SemarangINFOPlus. Proyek pembangunan sheet pile atau tanggul laut pencegahan banjir dan rob untuk wilayah pesisir utara di Tambaklorok, Kecamatan Semarang Utara,  akan terintegrasi dengan kampung bahari. Diproyeksikan jadi destinasi wisata baru Kota Semarang.

Wali Kota Semarang, Hevearita Gunaryanti Rahayu mengungkapkan ada arahan dari Presiden RI Jokowi agar proyek di Kampung Nelayan Tambaklorok bisa digarap untuk potensi wisata, selain hanya proyek pencegahan rob dan penahan gelombang air laut.

“Jadi memang Bapak Presiden sudah menyampaikan, bahwa proyek ini tidak hanya sebagai pencegah rob dan penahan gelombang saja, tetapi juga bisa menjadi satu bagian dari destinasi wisata,” ujar Mbak Ita sapaannya, dalam keterangan tertulis, Rabu (19/6).

Apalagi, kawasan Tambaklorok memang telah disiapkan sebagai kampung bahari, yang terintegrasi dengan fasilitas lain, seperti tempat pelelangan ikan, rumah apung, dan kampung nelayan.

Saat ini upaya yang tengah dilakukan, yakni menggandeng tokoh masyarakat serta melakukan penataan-penataan tempat yang berada di wilayah sekitar. Mbak Ita ingin sekali Kampung Nelayan Tambaklorok menjadi wisata bahari seperti Muara Karang.

“Kemudian adalah revitalisasi pasar yang ada di Tambaklorok itu, sehingga bisa menjadi lebih bagus. Perawatan dan pemeliharaan taman-tamannya juga perlu kolaborasi dengan masyarakat. Dengan menjadi wisata bahari, diharapkan bisa memberikan dampak positif bagi perekonomian masyarakat sekitar,” jelasnya.

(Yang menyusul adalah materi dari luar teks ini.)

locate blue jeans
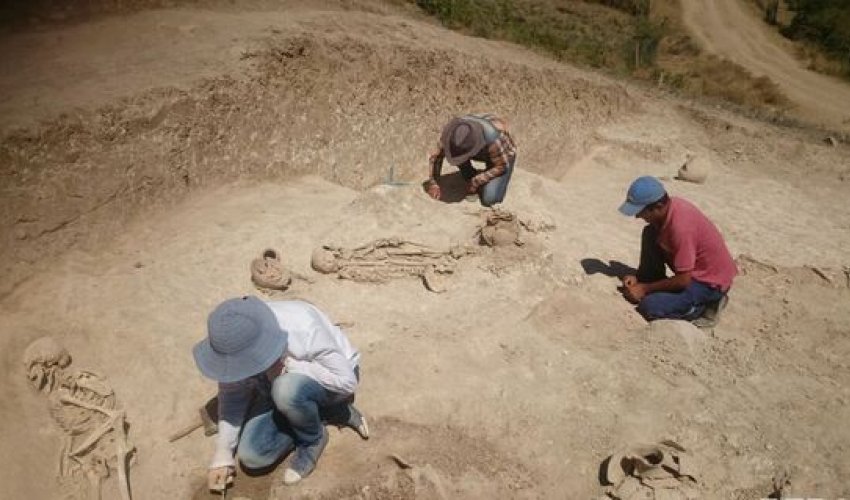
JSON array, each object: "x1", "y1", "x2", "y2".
[
  {"x1": 637, "y1": 225, "x2": 724, "y2": 321},
  {"x1": 458, "y1": 158, "x2": 516, "y2": 207},
  {"x1": 638, "y1": 279, "x2": 723, "y2": 320},
  {"x1": 236, "y1": 373, "x2": 352, "y2": 469}
]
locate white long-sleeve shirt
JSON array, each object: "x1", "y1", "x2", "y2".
[{"x1": 210, "y1": 300, "x2": 360, "y2": 468}]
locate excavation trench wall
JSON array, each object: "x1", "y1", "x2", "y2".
[{"x1": 0, "y1": 31, "x2": 636, "y2": 296}]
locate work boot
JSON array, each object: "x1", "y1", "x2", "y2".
[
  {"x1": 345, "y1": 405, "x2": 369, "y2": 439},
  {"x1": 283, "y1": 426, "x2": 328, "y2": 485},
  {"x1": 691, "y1": 294, "x2": 729, "y2": 328}
]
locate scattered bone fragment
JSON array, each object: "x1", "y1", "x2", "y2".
[
  {"x1": 310, "y1": 238, "x2": 460, "y2": 292},
  {"x1": 479, "y1": 209, "x2": 522, "y2": 247},
  {"x1": 23, "y1": 337, "x2": 135, "y2": 500},
  {"x1": 676, "y1": 155, "x2": 710, "y2": 184}
]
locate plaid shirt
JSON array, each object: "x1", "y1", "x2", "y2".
[{"x1": 428, "y1": 115, "x2": 516, "y2": 190}]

Mbak Ita  juga mendorong masyarakat sekitar, agar lebih menjaga kebersihan lingkungan. Karena untuk jadi sebuah destinasi wisata, kebersihan dan perilaku masyarakat sekitar sangat membantu dalam pengembangan.

“Dengan adanya destinasi wisata di sini, maka ibu-ibu nelayan bisa membuat kerajinan, olahan ikan, sehingga ekonomi di sini bisa bergulir dan masyarakat bisa lebih sejahtera. Tapi masyarakat jangan buang sampah sembarangan. Kebersihan lingkungan harus benar-benar diperhatikan,” lanjutnya.

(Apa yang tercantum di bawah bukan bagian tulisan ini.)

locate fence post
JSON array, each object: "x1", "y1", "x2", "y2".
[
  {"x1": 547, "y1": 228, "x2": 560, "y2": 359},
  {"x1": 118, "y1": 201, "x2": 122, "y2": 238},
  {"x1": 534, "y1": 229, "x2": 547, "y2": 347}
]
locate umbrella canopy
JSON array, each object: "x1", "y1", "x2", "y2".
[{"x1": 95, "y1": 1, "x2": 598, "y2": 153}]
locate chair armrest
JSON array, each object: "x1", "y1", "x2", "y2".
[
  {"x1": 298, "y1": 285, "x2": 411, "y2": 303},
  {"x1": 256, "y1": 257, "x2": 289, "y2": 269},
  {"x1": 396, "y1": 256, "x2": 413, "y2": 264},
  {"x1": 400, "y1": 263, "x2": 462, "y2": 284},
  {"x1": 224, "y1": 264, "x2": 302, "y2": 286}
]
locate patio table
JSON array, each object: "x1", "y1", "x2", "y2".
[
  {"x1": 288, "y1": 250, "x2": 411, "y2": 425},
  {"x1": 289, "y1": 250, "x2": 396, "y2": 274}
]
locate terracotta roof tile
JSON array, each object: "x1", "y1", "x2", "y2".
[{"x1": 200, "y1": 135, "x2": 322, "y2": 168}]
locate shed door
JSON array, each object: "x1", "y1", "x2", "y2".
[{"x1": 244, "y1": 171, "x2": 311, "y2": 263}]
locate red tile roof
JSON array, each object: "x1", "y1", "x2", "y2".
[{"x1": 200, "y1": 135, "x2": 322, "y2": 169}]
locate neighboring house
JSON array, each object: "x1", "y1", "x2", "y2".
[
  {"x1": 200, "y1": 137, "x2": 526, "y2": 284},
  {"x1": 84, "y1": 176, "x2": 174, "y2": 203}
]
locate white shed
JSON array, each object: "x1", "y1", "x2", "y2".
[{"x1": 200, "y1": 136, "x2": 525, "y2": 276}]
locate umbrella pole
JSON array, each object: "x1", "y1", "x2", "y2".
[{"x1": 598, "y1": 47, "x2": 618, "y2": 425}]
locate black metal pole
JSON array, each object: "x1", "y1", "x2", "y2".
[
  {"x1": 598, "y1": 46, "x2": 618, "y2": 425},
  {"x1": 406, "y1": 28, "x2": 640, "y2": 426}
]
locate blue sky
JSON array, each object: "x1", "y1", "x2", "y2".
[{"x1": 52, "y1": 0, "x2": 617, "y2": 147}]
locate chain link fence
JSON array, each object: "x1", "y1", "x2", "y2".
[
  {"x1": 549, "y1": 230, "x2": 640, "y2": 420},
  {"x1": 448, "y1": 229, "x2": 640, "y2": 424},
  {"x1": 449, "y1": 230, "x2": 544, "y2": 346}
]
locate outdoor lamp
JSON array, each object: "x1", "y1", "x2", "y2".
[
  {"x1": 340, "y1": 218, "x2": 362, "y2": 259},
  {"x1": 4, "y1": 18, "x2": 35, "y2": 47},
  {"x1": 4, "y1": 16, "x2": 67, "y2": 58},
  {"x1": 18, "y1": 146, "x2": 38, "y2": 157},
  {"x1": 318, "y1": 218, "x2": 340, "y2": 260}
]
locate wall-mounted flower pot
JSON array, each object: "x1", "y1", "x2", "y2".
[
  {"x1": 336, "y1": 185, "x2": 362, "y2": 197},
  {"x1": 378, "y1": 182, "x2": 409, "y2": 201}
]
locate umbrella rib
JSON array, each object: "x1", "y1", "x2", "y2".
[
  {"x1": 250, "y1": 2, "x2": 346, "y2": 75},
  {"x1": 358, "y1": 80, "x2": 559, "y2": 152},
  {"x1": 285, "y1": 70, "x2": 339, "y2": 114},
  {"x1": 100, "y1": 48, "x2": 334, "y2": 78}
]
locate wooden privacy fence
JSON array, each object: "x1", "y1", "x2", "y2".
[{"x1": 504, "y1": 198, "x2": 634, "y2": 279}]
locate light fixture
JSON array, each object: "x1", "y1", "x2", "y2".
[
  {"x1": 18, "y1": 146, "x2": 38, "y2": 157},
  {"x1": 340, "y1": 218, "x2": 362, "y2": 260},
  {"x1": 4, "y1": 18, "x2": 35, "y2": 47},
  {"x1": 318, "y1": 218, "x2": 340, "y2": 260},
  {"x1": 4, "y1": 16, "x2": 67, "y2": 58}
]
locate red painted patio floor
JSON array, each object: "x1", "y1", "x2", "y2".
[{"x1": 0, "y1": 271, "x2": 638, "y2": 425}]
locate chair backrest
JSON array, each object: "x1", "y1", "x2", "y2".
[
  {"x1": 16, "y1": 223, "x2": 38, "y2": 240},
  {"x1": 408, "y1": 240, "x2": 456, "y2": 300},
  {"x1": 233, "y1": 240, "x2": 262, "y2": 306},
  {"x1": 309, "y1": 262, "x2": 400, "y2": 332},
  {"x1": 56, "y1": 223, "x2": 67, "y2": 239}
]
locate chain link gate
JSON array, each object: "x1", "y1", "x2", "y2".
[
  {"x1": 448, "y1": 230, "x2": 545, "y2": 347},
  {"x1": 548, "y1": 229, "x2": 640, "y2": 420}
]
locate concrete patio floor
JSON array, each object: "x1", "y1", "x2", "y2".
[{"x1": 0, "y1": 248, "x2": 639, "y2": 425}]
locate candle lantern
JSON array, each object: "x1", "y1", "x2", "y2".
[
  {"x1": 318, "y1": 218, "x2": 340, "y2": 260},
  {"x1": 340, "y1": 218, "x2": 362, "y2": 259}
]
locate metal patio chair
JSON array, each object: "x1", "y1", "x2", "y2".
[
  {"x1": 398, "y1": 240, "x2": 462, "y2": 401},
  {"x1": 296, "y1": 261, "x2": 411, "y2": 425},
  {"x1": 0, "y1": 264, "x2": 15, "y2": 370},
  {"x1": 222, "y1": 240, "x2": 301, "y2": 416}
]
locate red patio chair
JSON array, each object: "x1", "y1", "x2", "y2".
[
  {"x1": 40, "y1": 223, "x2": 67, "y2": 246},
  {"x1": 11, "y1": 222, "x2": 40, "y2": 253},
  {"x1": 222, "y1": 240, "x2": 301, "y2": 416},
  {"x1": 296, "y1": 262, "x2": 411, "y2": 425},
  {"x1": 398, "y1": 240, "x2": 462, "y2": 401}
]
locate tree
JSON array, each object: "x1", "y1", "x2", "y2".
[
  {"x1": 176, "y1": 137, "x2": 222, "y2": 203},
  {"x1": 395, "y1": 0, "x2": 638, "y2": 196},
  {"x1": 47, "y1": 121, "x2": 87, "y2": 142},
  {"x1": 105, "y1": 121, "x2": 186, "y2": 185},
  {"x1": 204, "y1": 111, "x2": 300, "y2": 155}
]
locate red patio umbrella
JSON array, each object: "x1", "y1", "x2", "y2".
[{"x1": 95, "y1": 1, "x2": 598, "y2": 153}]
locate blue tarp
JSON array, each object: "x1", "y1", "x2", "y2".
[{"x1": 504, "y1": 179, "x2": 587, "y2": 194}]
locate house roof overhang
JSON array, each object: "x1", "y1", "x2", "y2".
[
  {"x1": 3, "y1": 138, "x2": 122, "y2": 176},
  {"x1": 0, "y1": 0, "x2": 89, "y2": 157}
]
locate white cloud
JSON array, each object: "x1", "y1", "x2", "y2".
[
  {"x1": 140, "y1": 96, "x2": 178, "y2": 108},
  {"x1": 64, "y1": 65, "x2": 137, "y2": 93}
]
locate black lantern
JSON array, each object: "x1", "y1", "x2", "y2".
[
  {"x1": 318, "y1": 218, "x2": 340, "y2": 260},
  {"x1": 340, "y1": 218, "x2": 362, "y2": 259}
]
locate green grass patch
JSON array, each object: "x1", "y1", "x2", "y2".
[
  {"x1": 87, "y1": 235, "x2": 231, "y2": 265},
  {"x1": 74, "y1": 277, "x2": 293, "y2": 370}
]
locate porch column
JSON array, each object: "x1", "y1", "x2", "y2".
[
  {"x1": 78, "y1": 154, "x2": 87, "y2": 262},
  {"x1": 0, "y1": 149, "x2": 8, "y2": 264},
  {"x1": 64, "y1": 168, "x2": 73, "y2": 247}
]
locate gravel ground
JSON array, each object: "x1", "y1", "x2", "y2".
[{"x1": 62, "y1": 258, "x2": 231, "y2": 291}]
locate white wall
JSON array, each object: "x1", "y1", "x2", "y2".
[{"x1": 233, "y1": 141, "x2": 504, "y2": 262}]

Sementara itu, salah satu warga RT 5 RW 16, Ernawati menyambut gembira dengan rencana penataan kawasan menjadi destinasi wisata. Menurutnya, upaya yang dilakukan Pemkot Semarang ini juga akan membantu perekonomian warga sekitar.

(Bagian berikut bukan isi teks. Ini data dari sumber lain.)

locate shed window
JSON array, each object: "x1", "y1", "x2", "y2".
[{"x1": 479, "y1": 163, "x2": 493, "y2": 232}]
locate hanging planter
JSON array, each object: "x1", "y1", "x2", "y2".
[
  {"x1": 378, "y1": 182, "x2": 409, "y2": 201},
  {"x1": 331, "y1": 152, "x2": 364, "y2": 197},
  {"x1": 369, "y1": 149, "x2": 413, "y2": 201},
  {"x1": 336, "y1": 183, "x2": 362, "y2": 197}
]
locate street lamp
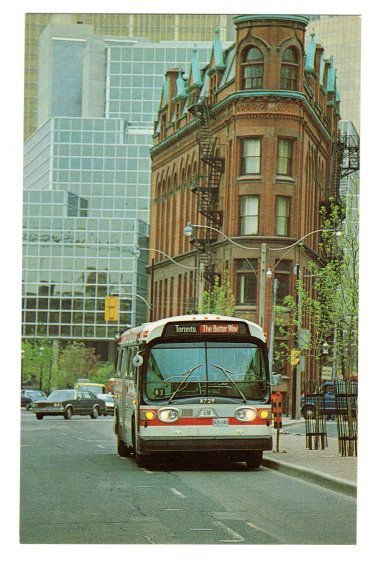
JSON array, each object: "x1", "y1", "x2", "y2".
[
  {"x1": 39, "y1": 346, "x2": 44, "y2": 390},
  {"x1": 184, "y1": 222, "x2": 341, "y2": 418}
]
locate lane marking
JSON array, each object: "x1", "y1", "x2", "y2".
[
  {"x1": 213, "y1": 522, "x2": 244, "y2": 542},
  {"x1": 171, "y1": 488, "x2": 186, "y2": 498}
]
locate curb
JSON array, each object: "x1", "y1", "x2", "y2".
[{"x1": 262, "y1": 457, "x2": 357, "y2": 498}]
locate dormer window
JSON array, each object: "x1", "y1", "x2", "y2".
[
  {"x1": 280, "y1": 48, "x2": 299, "y2": 90},
  {"x1": 241, "y1": 46, "x2": 264, "y2": 90}
]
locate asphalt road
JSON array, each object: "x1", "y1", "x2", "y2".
[{"x1": 20, "y1": 411, "x2": 356, "y2": 544}]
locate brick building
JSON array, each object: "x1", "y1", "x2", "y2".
[{"x1": 149, "y1": 15, "x2": 340, "y2": 410}]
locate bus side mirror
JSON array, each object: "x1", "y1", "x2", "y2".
[{"x1": 132, "y1": 354, "x2": 144, "y2": 368}]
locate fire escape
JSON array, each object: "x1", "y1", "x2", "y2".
[
  {"x1": 190, "y1": 97, "x2": 224, "y2": 287},
  {"x1": 329, "y1": 133, "x2": 360, "y2": 200}
]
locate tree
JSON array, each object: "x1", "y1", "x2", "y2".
[
  {"x1": 58, "y1": 342, "x2": 98, "y2": 388},
  {"x1": 199, "y1": 270, "x2": 235, "y2": 316},
  {"x1": 298, "y1": 198, "x2": 359, "y2": 377}
]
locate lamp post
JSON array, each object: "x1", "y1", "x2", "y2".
[
  {"x1": 21, "y1": 349, "x2": 25, "y2": 385},
  {"x1": 39, "y1": 346, "x2": 44, "y2": 390},
  {"x1": 184, "y1": 222, "x2": 341, "y2": 419}
]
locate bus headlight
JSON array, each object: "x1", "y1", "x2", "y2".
[
  {"x1": 141, "y1": 410, "x2": 156, "y2": 420},
  {"x1": 157, "y1": 408, "x2": 180, "y2": 422},
  {"x1": 235, "y1": 407, "x2": 256, "y2": 422}
]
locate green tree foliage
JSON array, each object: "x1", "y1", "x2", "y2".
[
  {"x1": 199, "y1": 270, "x2": 235, "y2": 316},
  {"x1": 298, "y1": 199, "x2": 359, "y2": 377},
  {"x1": 58, "y1": 342, "x2": 98, "y2": 388},
  {"x1": 22, "y1": 340, "x2": 101, "y2": 392}
]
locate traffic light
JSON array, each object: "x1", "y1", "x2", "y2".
[
  {"x1": 105, "y1": 296, "x2": 119, "y2": 322},
  {"x1": 291, "y1": 348, "x2": 301, "y2": 366}
]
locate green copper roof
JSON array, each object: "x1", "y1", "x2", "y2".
[
  {"x1": 175, "y1": 68, "x2": 187, "y2": 100},
  {"x1": 213, "y1": 27, "x2": 225, "y2": 70},
  {"x1": 233, "y1": 14, "x2": 309, "y2": 25},
  {"x1": 304, "y1": 32, "x2": 316, "y2": 72},
  {"x1": 191, "y1": 48, "x2": 203, "y2": 88},
  {"x1": 161, "y1": 77, "x2": 169, "y2": 106}
]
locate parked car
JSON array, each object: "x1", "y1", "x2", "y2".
[
  {"x1": 301, "y1": 382, "x2": 357, "y2": 418},
  {"x1": 31, "y1": 389, "x2": 106, "y2": 420},
  {"x1": 97, "y1": 394, "x2": 116, "y2": 416},
  {"x1": 21, "y1": 388, "x2": 47, "y2": 410},
  {"x1": 75, "y1": 382, "x2": 107, "y2": 396}
]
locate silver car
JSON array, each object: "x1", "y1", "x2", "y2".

“Senang sekali bisa ada banyak pengunjung nanti yang ke sini, kami warga bisa dapat rezeki lebih,” terangnya.

Ernawati mengapresiasi langkah Wali Kota Semarang karena telah memberikan perhatian lebih kepada warga di wilayah pesisir. Wanita berusia 44 tahun itu mengakui, dengan pembangunan sheet pile ini minimal bisa mengatasi permasalahan banjir rob di Tambaklorok dan sekitar.